Call the Doctor received acclaim from music journalists. Charles Taylor of The Boston Phoenix compared the album favorably to Heavens to Betsy's Calculated, stating that Call the Doctor "is in no way a mellowed piece of work. What makes it the fullest, most mature album any riot grrrl performer has produced isn't Tucker abandoning her anger (the idea that anger is incompatible with maturity is a facile one), but rather Tucker starting (reluctantly) to register the contingencies and compromises that her ideologically based rage is inadequate to confront". Similarly, prominent music critic Robert Christgau praised the album's raucous energy, commenting: "Powered by riffs that seem unstoppable even though they're not very fast, riding melodies whose irresistibility renders them barely less harsh, Corin Tucker's enormous voice never struggles more inspirationally against the world outside than when it's facing down the dilemmas of the interpersonal—dilemmas neither eased nor defined by her gender preferences, dilemmas as bound up with family as they are with sex."
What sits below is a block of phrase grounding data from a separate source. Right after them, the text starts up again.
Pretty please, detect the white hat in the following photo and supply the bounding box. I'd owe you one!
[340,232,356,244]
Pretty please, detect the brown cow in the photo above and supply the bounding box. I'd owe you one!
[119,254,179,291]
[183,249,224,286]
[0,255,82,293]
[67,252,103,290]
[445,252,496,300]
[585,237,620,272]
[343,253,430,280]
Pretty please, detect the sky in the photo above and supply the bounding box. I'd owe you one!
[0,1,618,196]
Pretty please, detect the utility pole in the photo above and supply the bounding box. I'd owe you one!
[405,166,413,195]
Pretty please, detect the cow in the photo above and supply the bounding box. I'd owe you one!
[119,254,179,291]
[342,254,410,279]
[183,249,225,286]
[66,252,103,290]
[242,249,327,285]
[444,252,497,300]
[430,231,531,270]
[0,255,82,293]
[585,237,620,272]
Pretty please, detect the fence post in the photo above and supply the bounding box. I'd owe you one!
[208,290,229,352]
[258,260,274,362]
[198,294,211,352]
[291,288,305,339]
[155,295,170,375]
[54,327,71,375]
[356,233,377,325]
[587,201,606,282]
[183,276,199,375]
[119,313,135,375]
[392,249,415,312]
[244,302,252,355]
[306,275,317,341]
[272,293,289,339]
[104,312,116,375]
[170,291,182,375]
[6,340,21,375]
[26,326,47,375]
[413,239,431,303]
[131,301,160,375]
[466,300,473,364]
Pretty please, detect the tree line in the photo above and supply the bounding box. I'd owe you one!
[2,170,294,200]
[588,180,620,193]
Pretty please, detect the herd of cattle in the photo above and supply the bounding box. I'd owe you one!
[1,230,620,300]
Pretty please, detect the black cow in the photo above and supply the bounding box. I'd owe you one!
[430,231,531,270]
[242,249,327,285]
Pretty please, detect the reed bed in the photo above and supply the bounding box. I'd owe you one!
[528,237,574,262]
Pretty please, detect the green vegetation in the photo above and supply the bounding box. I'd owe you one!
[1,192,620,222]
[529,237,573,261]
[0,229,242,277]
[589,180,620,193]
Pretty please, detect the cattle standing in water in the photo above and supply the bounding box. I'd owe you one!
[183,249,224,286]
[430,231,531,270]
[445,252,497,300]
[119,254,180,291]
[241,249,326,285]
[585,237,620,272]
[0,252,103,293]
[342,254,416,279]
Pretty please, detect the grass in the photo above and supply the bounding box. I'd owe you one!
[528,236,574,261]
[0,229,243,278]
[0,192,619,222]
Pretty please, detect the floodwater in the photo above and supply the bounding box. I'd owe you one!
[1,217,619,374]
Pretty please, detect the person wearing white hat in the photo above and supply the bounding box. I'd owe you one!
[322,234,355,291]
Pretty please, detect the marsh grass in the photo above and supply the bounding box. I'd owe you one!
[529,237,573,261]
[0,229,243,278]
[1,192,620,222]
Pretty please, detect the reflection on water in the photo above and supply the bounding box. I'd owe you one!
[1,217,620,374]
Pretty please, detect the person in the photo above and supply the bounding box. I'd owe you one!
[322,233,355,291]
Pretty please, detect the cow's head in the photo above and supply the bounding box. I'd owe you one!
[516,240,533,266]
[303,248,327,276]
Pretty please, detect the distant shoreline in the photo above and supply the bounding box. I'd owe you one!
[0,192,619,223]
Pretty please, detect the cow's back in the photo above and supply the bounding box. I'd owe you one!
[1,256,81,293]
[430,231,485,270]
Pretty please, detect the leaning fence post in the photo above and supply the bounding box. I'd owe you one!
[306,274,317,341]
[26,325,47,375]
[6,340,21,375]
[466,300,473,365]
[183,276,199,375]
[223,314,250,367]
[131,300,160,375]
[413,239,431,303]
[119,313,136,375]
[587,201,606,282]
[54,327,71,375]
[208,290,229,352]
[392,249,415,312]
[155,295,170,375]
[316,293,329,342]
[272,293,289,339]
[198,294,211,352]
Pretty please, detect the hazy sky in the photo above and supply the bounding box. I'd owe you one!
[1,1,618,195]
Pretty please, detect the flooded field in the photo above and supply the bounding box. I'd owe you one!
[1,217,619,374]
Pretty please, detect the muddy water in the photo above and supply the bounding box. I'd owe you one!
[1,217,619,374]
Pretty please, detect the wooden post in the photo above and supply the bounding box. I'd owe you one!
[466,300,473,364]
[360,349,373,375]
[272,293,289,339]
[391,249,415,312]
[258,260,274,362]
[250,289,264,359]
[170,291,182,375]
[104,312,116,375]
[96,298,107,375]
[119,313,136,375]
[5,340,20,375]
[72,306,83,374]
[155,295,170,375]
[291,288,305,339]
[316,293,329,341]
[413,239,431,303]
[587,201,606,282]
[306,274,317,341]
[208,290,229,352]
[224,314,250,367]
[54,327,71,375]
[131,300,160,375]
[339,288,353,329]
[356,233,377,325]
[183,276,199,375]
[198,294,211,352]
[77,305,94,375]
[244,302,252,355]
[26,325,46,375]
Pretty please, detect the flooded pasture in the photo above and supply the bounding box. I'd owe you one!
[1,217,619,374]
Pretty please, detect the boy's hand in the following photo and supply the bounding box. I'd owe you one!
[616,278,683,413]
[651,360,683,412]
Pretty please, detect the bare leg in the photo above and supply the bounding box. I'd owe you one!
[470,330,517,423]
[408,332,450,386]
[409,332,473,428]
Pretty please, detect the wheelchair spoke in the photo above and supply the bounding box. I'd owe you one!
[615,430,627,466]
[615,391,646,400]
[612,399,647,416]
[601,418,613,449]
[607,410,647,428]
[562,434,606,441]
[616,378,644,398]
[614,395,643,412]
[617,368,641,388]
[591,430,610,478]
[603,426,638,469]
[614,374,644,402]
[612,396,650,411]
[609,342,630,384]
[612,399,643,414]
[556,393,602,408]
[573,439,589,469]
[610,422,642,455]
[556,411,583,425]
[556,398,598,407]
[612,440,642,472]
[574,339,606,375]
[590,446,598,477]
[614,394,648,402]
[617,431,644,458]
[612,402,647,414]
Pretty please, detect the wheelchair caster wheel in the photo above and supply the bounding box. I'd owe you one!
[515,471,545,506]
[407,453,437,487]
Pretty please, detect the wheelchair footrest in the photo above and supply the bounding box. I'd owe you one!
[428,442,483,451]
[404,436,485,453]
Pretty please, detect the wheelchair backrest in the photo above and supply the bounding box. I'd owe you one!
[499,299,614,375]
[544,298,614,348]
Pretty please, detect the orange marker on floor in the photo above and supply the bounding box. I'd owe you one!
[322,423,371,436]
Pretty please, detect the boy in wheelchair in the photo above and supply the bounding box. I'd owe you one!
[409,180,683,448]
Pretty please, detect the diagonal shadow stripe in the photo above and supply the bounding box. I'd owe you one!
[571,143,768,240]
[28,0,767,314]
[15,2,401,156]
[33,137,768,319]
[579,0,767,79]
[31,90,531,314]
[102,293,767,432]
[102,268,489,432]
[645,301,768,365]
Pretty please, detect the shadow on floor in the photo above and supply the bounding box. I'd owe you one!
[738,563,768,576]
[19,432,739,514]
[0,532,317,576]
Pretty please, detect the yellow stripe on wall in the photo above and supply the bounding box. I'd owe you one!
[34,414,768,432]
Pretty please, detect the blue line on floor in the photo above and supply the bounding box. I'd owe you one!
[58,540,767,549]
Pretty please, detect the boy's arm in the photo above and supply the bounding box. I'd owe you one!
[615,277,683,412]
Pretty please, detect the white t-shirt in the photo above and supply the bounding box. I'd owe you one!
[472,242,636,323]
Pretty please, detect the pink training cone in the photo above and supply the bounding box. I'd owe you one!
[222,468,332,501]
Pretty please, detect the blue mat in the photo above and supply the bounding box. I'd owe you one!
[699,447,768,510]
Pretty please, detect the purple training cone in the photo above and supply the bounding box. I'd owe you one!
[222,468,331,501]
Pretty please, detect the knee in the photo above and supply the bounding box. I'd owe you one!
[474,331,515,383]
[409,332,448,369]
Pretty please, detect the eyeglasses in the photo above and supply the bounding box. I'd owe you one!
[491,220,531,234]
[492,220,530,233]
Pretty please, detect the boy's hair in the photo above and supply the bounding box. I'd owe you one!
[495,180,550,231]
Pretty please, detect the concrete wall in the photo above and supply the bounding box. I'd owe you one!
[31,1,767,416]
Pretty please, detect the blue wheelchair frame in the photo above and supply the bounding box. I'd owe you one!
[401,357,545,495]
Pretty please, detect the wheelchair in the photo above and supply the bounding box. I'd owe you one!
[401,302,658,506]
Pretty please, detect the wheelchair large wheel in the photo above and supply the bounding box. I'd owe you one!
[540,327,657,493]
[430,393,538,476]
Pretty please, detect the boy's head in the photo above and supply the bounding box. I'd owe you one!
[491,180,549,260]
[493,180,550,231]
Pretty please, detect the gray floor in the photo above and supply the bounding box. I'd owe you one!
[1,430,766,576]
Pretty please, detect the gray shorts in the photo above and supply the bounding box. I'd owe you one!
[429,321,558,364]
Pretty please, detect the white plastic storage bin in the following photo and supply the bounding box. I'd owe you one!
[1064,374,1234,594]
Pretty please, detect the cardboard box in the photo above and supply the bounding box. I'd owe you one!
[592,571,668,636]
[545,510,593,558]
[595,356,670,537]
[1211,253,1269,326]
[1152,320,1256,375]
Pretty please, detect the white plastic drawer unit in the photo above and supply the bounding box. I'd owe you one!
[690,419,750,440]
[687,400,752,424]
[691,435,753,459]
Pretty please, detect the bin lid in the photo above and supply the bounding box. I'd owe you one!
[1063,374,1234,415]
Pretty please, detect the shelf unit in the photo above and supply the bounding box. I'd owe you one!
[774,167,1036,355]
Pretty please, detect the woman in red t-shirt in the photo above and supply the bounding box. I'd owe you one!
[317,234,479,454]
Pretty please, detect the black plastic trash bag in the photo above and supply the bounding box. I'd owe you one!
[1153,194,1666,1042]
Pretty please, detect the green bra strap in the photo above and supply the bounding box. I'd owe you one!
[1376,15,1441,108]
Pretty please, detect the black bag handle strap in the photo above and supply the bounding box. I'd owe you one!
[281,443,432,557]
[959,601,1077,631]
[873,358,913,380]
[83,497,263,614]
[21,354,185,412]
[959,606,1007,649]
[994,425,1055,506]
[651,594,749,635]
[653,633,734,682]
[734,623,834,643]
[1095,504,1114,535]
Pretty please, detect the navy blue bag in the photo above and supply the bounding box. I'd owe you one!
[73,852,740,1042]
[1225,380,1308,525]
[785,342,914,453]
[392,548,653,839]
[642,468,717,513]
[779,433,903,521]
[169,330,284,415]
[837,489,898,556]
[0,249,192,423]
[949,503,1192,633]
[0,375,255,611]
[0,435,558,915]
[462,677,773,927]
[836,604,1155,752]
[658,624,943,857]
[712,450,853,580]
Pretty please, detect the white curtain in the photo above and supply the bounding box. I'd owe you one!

AllMusic reviewer Jason Ankeny commented: "Forget the riot grrrl implications inherent in the trio's music — Call the Doctor is pure, undiluted punk, and it's brilliant". Johnny Huston, writing for Spin, remarked that Call the Doctor "trades sex-worker role-playing, doll parts, gender-bending, and other common female-rock tropes for stories of everyday struggle [...] Sleater-Kinney proves that punk still offers new ways to say no". The album appeared at number three in The Village Voices Pazz & Jop critics' poll for 1996. In 2010, Call the Doctor was ranked number 49 in the list of the 100 greatest albums of the nineties by the editors of Rolling Stone.

Professional ratings
Review scores
| Source | Rating |
| AllMusic | Star Half star |
| Christgau's Consumer Guide | A |
| Encyclopedia of Popular Music | Star |
| MusicHound Rock | 4.5/5 |
| The Philadelphia Inquirer | Star |
| Pitchfork | 8.6/10 |
| Rolling Stone | Star |
| The Rolling Stone Album Guide | Star |
| Select | 3/5 |
| Spin | 8/10 |

==Track listing==

| No. | Title | Length |
|---|---|---|
| 1. | "Call the Doctor" | 2:30 |
| 2. | "Hubcap" | 2:25 |
| 3. | "Little Mouth" | 1:44 |
| 4. | "Anonymous" | 2:29 |
| 5. | "Stay Where You Are" | 2:24 |
| 6. | "Good Things" | 3:10 |
| 7. | "I Wanna Be Your Joey Ramone" | 2:37 |
| 8. | "Taking Me Home" | 2:35 |
| 9. | "Taste Test" | 3:00 |
| 10. | "My Stuff" | 2:33 |
| 11. | "I'm Not Waiting" | 2:21 |
| 12. | "Heart Attack" | 2:12 |
| Total length: |  | 30:04 |

==Personnel==
Credits are adapted from Call the Doctors album notes.
- Corin Tucker – vocals, guitar, drums (on "Heart Attack")
- Carrie Brownstein – guitar, vocals (on "Call the Doctor", "Stay Where You Are", "I Wanna Be Your Joey Ramone" and "Heart Attack")
- Lora Macfarlane – drums, vocals (on "Hubcap", "Stay Where You Are", "Taste Test"), guitar (on "Heart Attack")
- John Goodmanson – producer
Macfarlane was incorrectly credited with vocals on "Taking Me Home" (she actually sang on "Taste Test") Brownstein is listed as "Carrie Kinney".